Army chief General Joseph Aoun had said on Monday the right to peaceful protest would be protected barring damage to public or private property, but warned that troops should not get sucked into politics.
Lebanon’s financial crisis, which erupted in 2019, has wiped out jobs, locked people out of their bank deposits and raised the risk of widespread hunger.
“What are the Lebanese people waiting for?….Are you able to teach your children? If a child gets sick, can you admit them to hospital?

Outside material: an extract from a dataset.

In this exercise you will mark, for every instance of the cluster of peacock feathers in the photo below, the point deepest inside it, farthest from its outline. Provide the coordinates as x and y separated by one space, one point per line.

Can you buy them medicine…There is no education, no jobs, the dollar is at 10,000 (Lebanese pounds) and we are staying at home, dying slowly,” protester Fadi Nader said.
A new cabinet could implement reforms needed to trigger billions of dollars of international aid, but factional wrangling has frustrated the formation of a new government.
Groups of protesters have been burning tyres daily to block roads since the Lebanese currency tumbled to a new low last week, deepening popular anger over Lebanon’s financial collapse.
Three people died in car accidents amidst the roadblocks on Monday, local media reported.
Local television aired a funeral in Zgharta in north Lebanon for two young men who died when they drove into a truck that was parked across a road to block traffic.
“Every person in this country has to shoulder responsibility. Let protesters go to the houses of the leaders and their palaces, not block roads,” the priest conducting the funeral told the gathering.